Michael Rosol : Thank you. And now let's open up the questions.
Operator: [Operator Instructions] Our first question is going to come from Michael Okunewitch with Maxim Group.
Michael Okunewitch: So I guess my first question I'd like to ask regarding the 32 study, is there a chance that just, if you know, the probabilities don't work out and you're unable to enroll enough patients of a given path type since you can't test this before they actually enroll? Is there a possibility of needing to expand enrollment to capture enough patients to actually get a meaningful result? What do you mean by expand enrollment? Do you mean sites or just -- add in additional patients, like, let's say you don't get enough lymph myeloid patient.

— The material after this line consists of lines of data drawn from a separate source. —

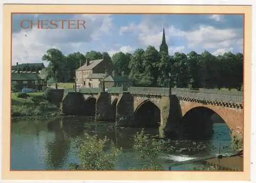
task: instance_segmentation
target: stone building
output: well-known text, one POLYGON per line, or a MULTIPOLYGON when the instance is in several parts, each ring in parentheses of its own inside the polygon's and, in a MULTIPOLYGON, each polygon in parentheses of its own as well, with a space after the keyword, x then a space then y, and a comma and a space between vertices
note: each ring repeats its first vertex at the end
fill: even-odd
POLYGON ((45 68, 46 67, 43 63, 26 63, 19 64, 17 62, 16 65, 12 66, 12 72, 15 72, 18 69, 20 71, 26 71, 27 70, 35 71, 36 69, 37 71, 40 71, 41 70, 45 68))
MULTIPOLYGON (((91 83, 90 80, 88 78, 89 74, 95 73, 103 74, 106 71, 107 73, 109 73, 113 70, 113 66, 111 63, 105 60, 103 57, 101 59, 91 61, 87 59, 85 64, 82 66, 80 66, 76 70, 76 87, 78 88, 89 87, 89 83, 91 83)), ((93 77, 95 75, 91 75, 91 76, 93 77)), ((95 87, 98 87, 98 85, 97 86, 96 83, 94 83, 95 82, 94 81, 95 79, 97 80, 98 79, 91 78, 90 79, 94 80, 93 82, 92 82, 93 84, 92 84, 92 86, 93 87, 93 86, 95 85, 95 87)), ((91 81, 92 81, 92 80, 91 81)))
POLYGON ((91 73, 87 77, 86 88, 100 88, 100 81, 105 77, 106 74, 91 73))
POLYGON ((12 71, 12 90, 22 90, 24 88, 35 90, 43 90, 47 86, 46 76, 35 71, 12 71))
MULTIPOLYGON (((103 80, 100 81, 100 86, 103 86, 103 80)), ((105 88, 127 87, 130 87, 132 86, 132 81, 124 74, 124 72, 122 72, 121 75, 118 75, 115 73, 115 71, 112 71, 112 75, 108 75, 104 79, 105 88)))

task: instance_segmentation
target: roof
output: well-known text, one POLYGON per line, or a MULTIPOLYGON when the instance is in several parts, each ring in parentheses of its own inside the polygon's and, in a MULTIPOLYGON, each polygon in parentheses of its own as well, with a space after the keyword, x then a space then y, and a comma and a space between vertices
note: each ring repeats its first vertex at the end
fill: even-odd
MULTIPOLYGON (((27 63, 27 64, 18 64, 18 67, 19 68, 23 68, 27 65, 28 65, 29 67, 32 67, 34 66, 35 67, 39 67, 39 68, 45 68, 45 65, 43 63, 27 63)), ((15 69, 17 68, 17 65, 12 65, 12 69, 15 69)))
POLYGON ((104 73, 91 73, 91 74, 90 74, 87 76, 87 78, 90 79, 100 79, 101 78, 103 78, 103 77, 105 75, 105 74, 104 74, 104 73))
POLYGON ((126 76, 121 75, 109 75, 105 80, 105 82, 130 82, 131 80, 126 76))
POLYGON ((42 75, 37 73, 12 73, 12 80, 29 81, 44 79, 42 75))
POLYGON ((96 66, 99 64, 100 62, 103 61, 103 59, 91 60, 89 61, 89 65, 87 66, 87 63, 83 64, 82 66, 76 69, 77 71, 79 70, 92 70, 96 66))

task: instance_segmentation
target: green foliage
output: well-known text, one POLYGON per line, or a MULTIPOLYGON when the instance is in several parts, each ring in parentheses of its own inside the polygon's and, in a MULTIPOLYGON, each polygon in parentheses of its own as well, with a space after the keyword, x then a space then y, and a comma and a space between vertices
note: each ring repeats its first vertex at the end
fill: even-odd
POLYGON ((101 54, 100 52, 91 50, 86 53, 86 57, 88 58, 89 60, 101 59, 102 58, 102 54, 101 54))
POLYGON ((57 107, 45 100, 43 93, 37 93, 39 94, 30 93, 28 95, 25 93, 26 98, 19 97, 19 93, 13 93, 12 116, 45 116, 59 111, 57 107))
POLYGON ((135 137, 134 148, 140 153, 139 159, 146 162, 143 169, 163 169, 162 166, 158 165, 157 162, 160 153, 163 149, 162 141, 150 138, 142 130, 140 133, 137 132, 135 137))
POLYGON ((12 83, 12 90, 15 90, 17 89, 17 84, 16 83, 12 83))
POLYGON ((203 166, 198 168, 194 168, 194 170, 199 171, 218 171, 219 170, 219 168, 217 165, 210 165, 209 166, 203 166))
MULTIPOLYGON (((201 54, 192 51, 188 54, 176 53, 173 56, 159 53, 154 46, 138 48, 132 54, 121 51, 111 58, 106 52, 95 50, 84 55, 79 52, 67 56, 56 49, 49 49, 42 57, 49 62, 48 78, 56 82, 74 82, 75 70, 89 60, 102 58, 119 74, 122 71, 133 81, 134 86, 172 86, 178 88, 219 88, 242 90, 243 55, 226 53, 218 56, 204 50, 201 54)), ((109 71, 110 72, 111 70, 109 71)), ((56 84, 56 86, 57 85, 56 84)), ((56 86, 57 87, 57 86, 56 86)))
POLYGON ((72 164, 73 169, 111 170, 115 169, 115 163, 122 149, 114 146, 113 143, 108 148, 109 139, 97 139, 97 136, 86 134, 86 139, 76 140, 77 156, 81 163, 72 164))
POLYGON ((52 77, 55 81, 56 89, 57 83, 63 75, 67 75, 66 60, 61 51, 56 48, 50 48, 42 57, 42 60, 49 62, 46 68, 47 78, 52 77))
POLYGON ((46 100, 49 100, 50 93, 51 93, 51 88, 47 88, 44 94, 44 96, 46 100))
POLYGON ((21 92, 19 92, 17 93, 17 97, 18 98, 26 98, 28 97, 29 95, 28 95, 27 93, 22 93, 21 92))
POLYGON ((231 136, 231 147, 233 150, 239 151, 243 149, 243 136, 233 133, 231 136))
POLYGON ((119 51, 114 54, 112 56, 112 63, 116 68, 119 74, 123 71, 125 74, 129 74, 130 69, 129 67, 130 62, 131 55, 125 54, 121 51, 119 51))

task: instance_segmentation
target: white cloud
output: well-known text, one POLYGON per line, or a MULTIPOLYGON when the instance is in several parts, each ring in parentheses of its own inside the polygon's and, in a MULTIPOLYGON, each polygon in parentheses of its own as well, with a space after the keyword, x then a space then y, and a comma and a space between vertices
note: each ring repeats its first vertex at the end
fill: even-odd
POLYGON ((201 25, 198 30, 183 32, 183 34, 189 48, 199 46, 203 49, 227 48, 243 40, 239 30, 220 29, 212 26, 201 25))
POLYGON ((232 51, 233 49, 233 47, 230 47, 229 48, 219 48, 214 51, 212 54, 215 56, 221 55, 226 52, 232 51))
POLYGON ((213 19, 216 21, 221 21, 223 20, 222 16, 221 15, 214 14, 210 16, 210 19, 213 19))
POLYGON ((112 57, 114 54, 116 53, 122 51, 123 53, 132 53, 133 51, 135 50, 135 48, 132 47, 132 46, 121 46, 118 49, 111 49, 110 51, 108 51, 108 53, 110 55, 111 57, 112 57))
MULTIPOLYGON (((212 17, 221 21, 220 17, 215 15, 213 15, 212 17)), ((179 40, 185 41, 189 49, 195 49, 196 47, 201 47, 202 50, 226 49, 238 44, 241 48, 243 46, 243 35, 241 30, 235 29, 220 29, 201 25, 197 29, 184 31, 170 25, 165 27, 165 31, 167 43, 170 38, 174 37, 176 41, 179 41, 179 40)), ((157 49, 159 48, 162 36, 162 29, 158 25, 152 25, 150 23, 147 23, 146 21, 142 21, 138 24, 131 23, 129 26, 122 27, 120 29, 120 35, 127 32, 133 33, 141 44, 153 45, 157 49)), ((185 44, 183 42, 181 43, 185 44)), ((172 45, 169 44, 169 46, 172 46, 172 45)), ((182 47, 177 48, 181 49, 182 47)))
MULTIPOLYGON (((166 41, 169 40, 171 36, 182 36, 183 34, 173 26, 165 27, 164 30, 166 41)), ((138 24, 131 23, 128 26, 122 27, 120 28, 119 35, 122 35, 127 32, 133 33, 140 43, 144 45, 154 46, 157 49, 161 43, 163 35, 162 27, 147 21, 142 21, 138 24)))
POLYGON ((57 48, 65 54, 77 51, 82 43, 91 42, 111 32, 112 19, 110 15, 79 16, 86 19, 86 29, 71 31, 34 29, 30 31, 22 30, 13 34, 12 64, 41 62, 41 57, 50 48, 57 48))

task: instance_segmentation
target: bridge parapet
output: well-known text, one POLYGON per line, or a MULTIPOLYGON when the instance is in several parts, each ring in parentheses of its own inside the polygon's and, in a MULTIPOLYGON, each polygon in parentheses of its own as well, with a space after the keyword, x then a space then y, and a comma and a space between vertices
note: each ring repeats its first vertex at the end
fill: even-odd
MULTIPOLYGON (((82 93, 98 93, 101 91, 100 88, 82 88, 79 91, 82 93)), ((131 94, 146 94, 152 95, 167 96, 168 88, 156 87, 129 87, 123 89, 123 87, 113 87, 107 89, 109 93, 122 93, 129 92, 131 94)), ((194 90, 187 88, 172 88, 172 94, 177 97, 199 99, 205 101, 218 101, 229 103, 243 104, 243 92, 215 91, 213 90, 194 90)))

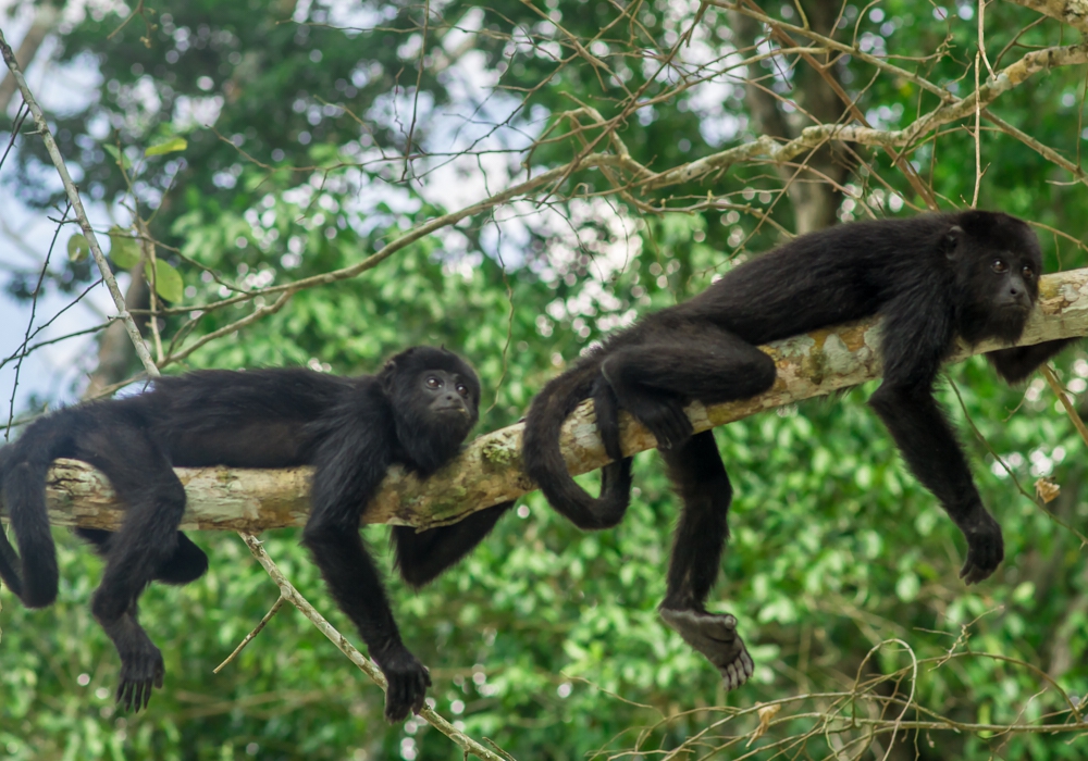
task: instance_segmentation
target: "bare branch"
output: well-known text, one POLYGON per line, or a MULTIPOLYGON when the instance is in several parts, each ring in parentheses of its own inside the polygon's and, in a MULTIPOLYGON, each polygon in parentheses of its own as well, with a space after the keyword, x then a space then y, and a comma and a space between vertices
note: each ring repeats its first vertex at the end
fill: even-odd
MULTIPOLYGON (((272 577, 276 586, 280 587, 280 600, 287 600, 290 604, 298 609, 298 612, 310 620, 321 634, 329 637, 329 640, 339 648, 341 652, 347 656, 347 659, 355 663, 359 669, 361 669, 367 676, 374 681, 374 683, 381 687, 383 690, 386 687, 385 676, 382 674, 381 670, 363 657, 353 645, 347 640, 343 634, 336 631, 336 628, 330 624, 325 616, 318 612, 318 609, 310 604, 309 600, 302 597, 298 589, 287 581, 287 577, 283 575, 283 572, 276 567, 276 564, 272 562, 272 559, 264 551, 261 546, 260 540, 255 536, 249 536, 248 534, 242 534, 243 540, 245 540, 246 546, 249 551, 252 552, 254 557, 257 558, 257 562, 261 564, 264 571, 272 577)), ((279 602, 276 603, 279 604, 279 602)), ((275 608, 273 608, 273 611, 275 608)), ((269 615, 273 611, 269 612, 269 615)), ((268 617, 268 616, 265 616, 268 617)), ((263 623, 263 622, 262 622, 263 623)), ((259 629, 258 629, 259 631, 259 629)), ((256 632, 255 632, 256 634, 256 632)), ((243 643, 245 644, 245 643, 243 643)), ((239 646, 240 649, 240 646, 239 646)), ((469 753, 477 756, 484 761, 506 761, 498 753, 484 748, 482 745, 477 743, 474 739, 460 732, 453 724, 447 722, 441 714, 438 714, 430 706, 424 706, 423 710, 419 712, 419 716, 425 721, 428 724, 433 726, 435 729, 444 734, 446 737, 452 739, 457 746, 465 751, 465 757, 468 758, 469 753)), ((509 758, 509 757, 508 757, 509 758)))
POLYGON ((118 309, 118 316, 124 322, 125 329, 128 332, 128 337, 132 339, 133 346, 136 347, 136 355, 139 357, 140 363, 144 365, 144 370, 151 377, 158 377, 159 369, 154 366, 154 361, 151 359, 151 353, 147 350, 147 345, 144 342, 144 338, 139 335, 139 328, 136 327, 136 322, 133 320, 133 315, 128 313, 125 307, 125 299, 121 295, 121 289, 118 287, 118 282, 113 277, 113 272, 110 270, 109 262, 106 261, 106 254, 102 253, 102 247, 98 244, 98 237, 95 235, 95 228, 90 226, 90 220, 87 219, 87 212, 83 208, 83 201, 79 200, 79 190, 76 189, 75 183, 72 182, 72 175, 69 174, 67 165, 64 163, 64 158, 61 155, 60 149, 57 148, 57 141, 53 140, 53 135, 49 132, 49 124, 46 122, 46 115, 41 112, 41 107, 38 105, 38 101, 34 99, 30 93, 30 88, 26 85, 26 79, 23 78, 23 72, 18 68, 18 63, 15 61, 15 54, 11 51, 11 47, 8 45, 8 40, 3 37, 3 32, 0 30, 0 54, 3 54, 4 63, 8 64, 8 70, 11 75, 15 78, 15 84, 18 86, 20 92, 23 93, 23 100, 26 102, 27 108, 30 109, 30 113, 34 115, 34 124, 37 126, 37 132, 41 135, 41 141, 46 146, 46 151, 49 153, 49 158, 53 162, 53 166, 57 167, 57 173, 61 176, 61 182, 64 184, 64 192, 67 195, 69 202, 72 203, 72 210, 75 212, 76 219, 79 221, 79 227, 83 229, 84 236, 87 238, 87 242, 90 245, 90 253, 95 258, 95 263, 98 264, 98 271, 102 273, 102 279, 106 280, 106 287, 110 290, 110 296, 113 297, 113 304, 118 309))
POLYGON ((1088 35, 1088 0, 1009 0, 1088 35))

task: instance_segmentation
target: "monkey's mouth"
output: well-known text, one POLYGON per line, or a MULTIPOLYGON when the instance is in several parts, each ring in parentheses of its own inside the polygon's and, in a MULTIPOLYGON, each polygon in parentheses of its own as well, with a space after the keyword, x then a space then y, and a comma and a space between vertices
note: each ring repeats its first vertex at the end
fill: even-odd
POLYGON ((457 412, 466 416, 469 414, 463 404, 442 404, 441 407, 432 407, 431 409, 434 412, 457 412))

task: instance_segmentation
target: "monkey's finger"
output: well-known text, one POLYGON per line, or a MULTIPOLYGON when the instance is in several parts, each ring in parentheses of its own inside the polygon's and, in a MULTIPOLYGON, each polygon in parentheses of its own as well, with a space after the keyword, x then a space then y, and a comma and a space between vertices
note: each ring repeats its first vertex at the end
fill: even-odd
POLYGON ((408 716, 404 679, 400 677, 388 679, 388 685, 385 693, 385 720, 396 724, 408 716))

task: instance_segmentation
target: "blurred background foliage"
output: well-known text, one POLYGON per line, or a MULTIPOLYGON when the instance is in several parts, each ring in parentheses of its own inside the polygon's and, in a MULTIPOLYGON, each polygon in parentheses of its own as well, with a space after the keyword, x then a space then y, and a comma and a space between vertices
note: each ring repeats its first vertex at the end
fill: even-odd
MULTIPOLYGON (((953 96, 974 88, 974 3, 802 0, 762 11, 793 24, 803 11, 860 51, 902 57, 898 65, 953 96)), ((1072 39, 1052 20, 1031 26, 1040 17, 1010 2, 986 14, 994 68, 1072 39)), ((185 298, 159 319, 168 353, 175 339, 183 346, 271 303, 255 290, 355 264, 519 182, 526 166, 570 161, 601 137, 577 126, 592 125, 585 111, 562 116, 581 105, 606 118, 628 109, 616 134, 654 171, 761 134, 789 139, 843 113, 827 76, 796 55, 767 54, 779 42, 765 26, 697 2, 92 2, 63 9, 50 35, 58 72, 99 73, 86 108, 50 114, 82 190, 128 213, 122 226, 132 214, 147 221, 158 257, 184 278, 185 298), (696 33, 678 48, 697 14, 696 33), (578 50, 574 39, 586 45, 578 50), (676 71, 664 63, 671 50, 684 62, 676 71), (752 55, 762 58, 738 65, 752 55), (144 158, 175 136, 184 151, 144 158), (127 157, 124 172, 115 152, 127 157), (234 294, 250 296, 200 308, 234 294)), ((827 72, 878 128, 901 128, 939 103, 857 57, 839 57, 827 72)), ((1084 65, 1056 67, 990 112, 1079 162, 1085 74, 1084 65)), ((12 114, 14 104, 9 122, 12 114)), ((982 124, 978 204, 1038 223, 1048 269, 1088 263, 1085 186, 982 124)), ((906 155, 942 209, 974 194, 965 126, 973 123, 942 128, 906 155)), ((608 145, 605 136, 594 150, 608 145)), ((2 178, 46 213, 59 192, 40 140, 27 135, 16 150, 2 178)), ((533 201, 442 228, 359 277, 299 290, 166 372, 309 365, 350 374, 407 345, 445 344, 479 369, 487 408, 479 431, 490 431, 516 422, 591 341, 698 292, 735 258, 787 232, 926 205, 886 153, 856 145, 824 147, 784 170, 739 163, 655 191, 617 194, 613 182, 574 169, 533 201)), ((45 287, 89 277, 69 264, 45 287)), ((13 276, 9 289, 26 296, 34 283, 13 276)), ((1071 350, 1058 365, 1081 403, 1084 353, 1071 350)), ((137 366, 129 358, 122 370, 112 383, 137 366)), ((814 716, 844 710, 829 694, 902 676, 912 652, 955 657, 924 664, 916 682, 898 681, 899 695, 913 690, 916 700, 907 720, 930 718, 920 706, 963 723, 1062 722, 1068 715, 1055 712, 1068 706, 1056 687, 1088 710, 1085 550, 991 453, 1028 492, 1051 476, 1062 492, 1047 509, 1083 532, 1085 445, 1039 379, 1005 388, 981 359, 949 367, 948 378, 940 397, 1004 527, 1006 560, 988 582, 966 588, 957 579, 963 542, 865 408, 866 386, 717 432, 737 497, 713 607, 740 620, 757 663, 749 686, 722 694, 714 669, 657 617, 677 504, 651 452, 636 459, 635 499, 615 531, 580 533, 534 494, 433 586, 411 594, 391 579, 405 639, 432 670, 436 709, 519 759, 609 758, 635 745, 631 758, 656 758, 654 749, 700 733, 705 753, 728 715, 715 707, 805 695, 814 697, 787 706, 752 747, 721 758, 1083 758, 1083 738, 1041 733, 904 728, 893 739, 858 725, 806 734, 814 716)), ((383 527, 366 533, 384 545, 383 527)), ((211 572, 145 595, 141 616, 166 659, 166 685, 146 712, 118 713, 118 659, 87 607, 100 563, 66 532, 57 536, 54 607, 26 611, 0 591, 5 758, 460 758, 421 721, 384 724, 381 691, 289 607, 213 675, 277 597, 233 535, 197 534, 211 572)), ((296 533, 263 538, 354 638, 296 533)), ((889 682, 877 691, 895 689, 889 682)), ((750 733, 758 720, 735 723, 721 733, 750 733)))

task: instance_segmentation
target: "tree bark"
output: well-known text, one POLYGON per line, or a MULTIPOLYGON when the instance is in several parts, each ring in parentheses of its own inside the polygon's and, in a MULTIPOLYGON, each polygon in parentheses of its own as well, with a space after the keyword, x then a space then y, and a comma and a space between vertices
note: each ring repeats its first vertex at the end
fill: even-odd
MULTIPOLYGON (((831 394, 879 377, 879 321, 866 320, 815 330, 763 347, 778 366, 775 386, 758 397, 706 408, 688 408, 695 431, 706 431, 802 399, 831 394)), ((1088 335, 1088 269, 1047 275, 1040 282, 1039 308, 1028 321, 1021 345, 1088 335)), ((957 362, 1001 348, 996 341, 961 345, 950 357, 957 362)), ((394 523, 426 528, 456 523, 469 514, 535 489, 521 472, 522 424, 485 434, 456 460, 421 482, 394 467, 363 515, 364 523, 394 523)), ((623 413, 623 451, 652 449, 653 436, 623 413)), ((564 425, 561 447, 572 473, 586 473, 608 462, 597 436, 591 402, 564 425)), ((188 495, 183 528, 242 529, 250 533, 299 526, 309 510, 309 467, 237 470, 178 469, 188 495)), ((47 484, 50 520, 60 525, 116 528, 124 506, 106 477, 75 460, 59 460, 47 484)))

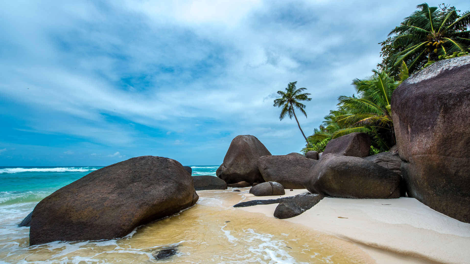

Michael Rosol: Yes. The 12 to 24. Thanks, Michael. This is Mike Rosol. So the expectation originally was 12 to 24, but indeed we could increase that. What we could also do is, and we're monitoring this closely of course is if we feel we have enough data to tell a compelling story, we can also stop the trial based on our fibroid versus non fibroid differentiation, I would like, and we would like to give it a little bit of a greater shake here to see if we could accumulate some patients in those other two pathotypes, specifically the lympho myeloid. So we can get a better idea of whether or not we could distinguish between those two. So yes, if we keep hitting mostly fibroids, we could increase it beyond the 24 or we could look at the data and say, we've learned enough for now. And we we'll take what we have because these data are important already, so we can do a number of things.
Michael Okunewitch: Thank you. And then I'd also like to just touch on the kind of on the marketing side of the product, since these are complex sales where you need buy in from both the nuclear medicine and rheumatologists. So who are -- who's the primary group that something like this would be marketed to or would you expect that payers could also help drive adoption given the efficacy issues with TNS and the fibroid phenotype?
Michael Rosol : Absolutely. Great question. So we think the rheumatologists are going to be the primary people we need to market too, because they'll drive this the new med folks as well. I'm not leaving them out. They're very excited about having another a possible radiopharmaceutical in their armamentarium that they can then use to have their machines being busy and their doctor's reading. So they're very interested as well, but I think it's really the rheumatologists who are going to be driving this, and indeed the payers should have a great interest in addition. We have not met with payers yet, but it's on our upcoming roadmap to meet with payers and start these kinds of discussions.
Michael Okunewitch: All right. Thank you very much. And just one more for me, and I'll hop back in the queue, but I wanted to ask regarding the automation or result interpretation. Is this something that you would need to run an additional study to demonstrate the effectiveness of MIMs software solution? And if so, could you use your existing imaging results to run it as a retrospective?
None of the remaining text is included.